Auch der frühere Mitarbeiter der NATO bezeichnete den momentanen Zusammenhalt und Konsens innerhalb des Bündnisses und der EU als sehr stark. Es sei eine große Einheit vorhanden, die geschlossen gegen das Brechen internationalen Rechts vorgehen wolle. Bisher habe man sich darauf verständigen können schnelle Eingreiftruppen zu stationieren und Präsenz durch Truppen, Manöver und Gerät zu demonstrieren. Das Ziel aller Maßnahmen sei hierbei jedoch Abschreckung. Man wolle einem potenziellen Angreifer zeigen, dass sich das Kosten-Nutzen-Kalkül einer militärischen Aggression nicht mehr lohne. Auf die letzte Frage, wie es weitergehe entgegnete Kamp, dass man weiterhin Maßnahmen zur Stärkung der EU, der NATO und der transatlantischen Beziehungen schaffen müsse. Die Gespräche und Kooperationen mit Russland dürften nicht enden. In vielen Projekten sei Russland ein starker und wichtiger Partner geworden, den es gelte auch weiterhin an Bord zu haben. Dennoch könne die Annexion der Krim nicht einfach so akzeptiert oder vergessen werden. Dies sei ein Problem, welches nur aufgeschoben und keineswegs aufgehoben sei. Ebenso könne weder die NATO noch die EU ihre Türen und Tore jetzt einfach für die Ukraine und eventuell gefährdete andere Staaten öffnen. Man müsse sich weiterhin vor Augen führen, dass diese Länder durch innere Probleme wie Korruption und Misswirtschaft geprägt seien. Man leiste Hilfe, diese aber vor allem bei der Unterstützung, sich selbst zu helfen. Abschließend appellierte Kamp daran, dass man bei all den Herausforderungen durch Russland und den IS nicht die Gesamtlage aus den Augen verlieren dürfe. Gerade die NATO benötige auch weiterhin einen 360⁰-Blick.
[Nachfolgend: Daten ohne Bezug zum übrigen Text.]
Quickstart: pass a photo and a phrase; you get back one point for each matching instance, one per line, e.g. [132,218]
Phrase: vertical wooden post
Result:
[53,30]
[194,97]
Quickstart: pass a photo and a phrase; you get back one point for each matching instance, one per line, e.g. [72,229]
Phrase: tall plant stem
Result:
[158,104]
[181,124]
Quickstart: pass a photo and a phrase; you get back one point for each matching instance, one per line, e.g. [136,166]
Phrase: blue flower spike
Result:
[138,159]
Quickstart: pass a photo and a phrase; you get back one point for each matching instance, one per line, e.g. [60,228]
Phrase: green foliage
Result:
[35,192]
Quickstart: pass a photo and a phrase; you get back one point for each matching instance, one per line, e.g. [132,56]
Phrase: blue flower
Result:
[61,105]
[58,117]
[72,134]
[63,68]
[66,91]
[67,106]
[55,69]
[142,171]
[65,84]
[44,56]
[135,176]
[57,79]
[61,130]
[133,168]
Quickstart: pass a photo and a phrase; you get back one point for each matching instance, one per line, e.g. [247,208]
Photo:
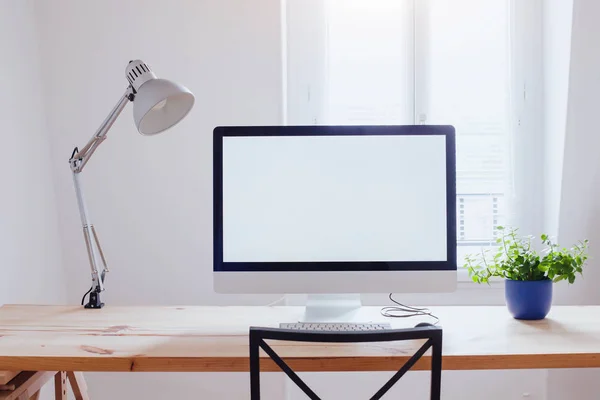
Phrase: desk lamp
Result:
[158,104]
In der anschließenden Diskussion wurden die Fragen des Publikums gesammelt und versucht durch die Referenten zu beantworten. Einige der Fragen richteten sich noch einmal auf die Bedrohung durch den IS aber auch auf die scheinbar kritische Haltung Terlikowskis gegenüber der EU. Ersterem nahm sich Dr. Kamp an, der erneut anmerkte, dass der IS deshalb eine Herausforderung darstelle, da die Regionen, in denen die Terrorgruppe agiert die Bedrohung oftmals nicht direkt erkennen würden. Man habe als westlicher Staat oder als Bündnis zwei Optionen bei einer solchen Bedrohung: man könne versuchen eine Partnerschaft mit den betroffenen Ländern aufzubauen oder militärisch zu intervenieren. Die Schwierigkeit bestünde darin, dass man es oft mit einem Zerfall von Staatlichkeit zutun habe. Wenn die Staatlichkeit zerfalle, habe man keinen Partner mit dem man verhandeln oder gegen den man intervenieren könne. Momentan gäbe es somit keine Lösungsstrategie wie man den IS bekämpfen könne – bestenfalls sei ein Einhegen (Containment) möglich.
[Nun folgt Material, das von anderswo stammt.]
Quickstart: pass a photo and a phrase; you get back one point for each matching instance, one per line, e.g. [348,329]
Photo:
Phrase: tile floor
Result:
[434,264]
Zum Abschluss legte Marcin Terlikowski noch einmal seine Haltung gegenüber der EU und deren Handeln im Ukraine-Konflikt dar. Er sei keineswegs EU-kritisch eingestellt, er fordere jedoch eine Reform der Sicherheits- und Außenpolitik (sowohl die GASP als auch GSVP – diejenige Politik der Union, die militärische Instrumente umfasst). In den letzten Jahren sei es verstärkt um wirtschaftliche Beziehungen gegangen, Ziele seien dadurch aber oft verfehlt worden. Deshalb müsse ein Umdenken stattfinden um eine Sicherheit in Europa mit Russland zu schaffen. Auch Dr. Kamp verwies hier noch einmal auf die Notwendigkeit von gemeinsamen Regeln und Grundlagen. Leider sei Russland kein demokratischer Rechtsstaat, der Europa auch noch immer aus einer Art Sowjetbrille betrachte. Ein Verhandeln sei deshalb sehr schwierig. Er hoffe hingegen auf die Macht der Magnettheorie. Indem man der Ukraine helfe zu einem demokratischen und attraktiven Staat zu werden, könnte der Druck innerhalb der Krim so erhöht werden, dass man auf Grund nicht-eingehaltener Versprechen seitens Russlands dann doch dazu gehören möchte. Er be-zeichnete diese Theorie auch als DDR-Prinzip.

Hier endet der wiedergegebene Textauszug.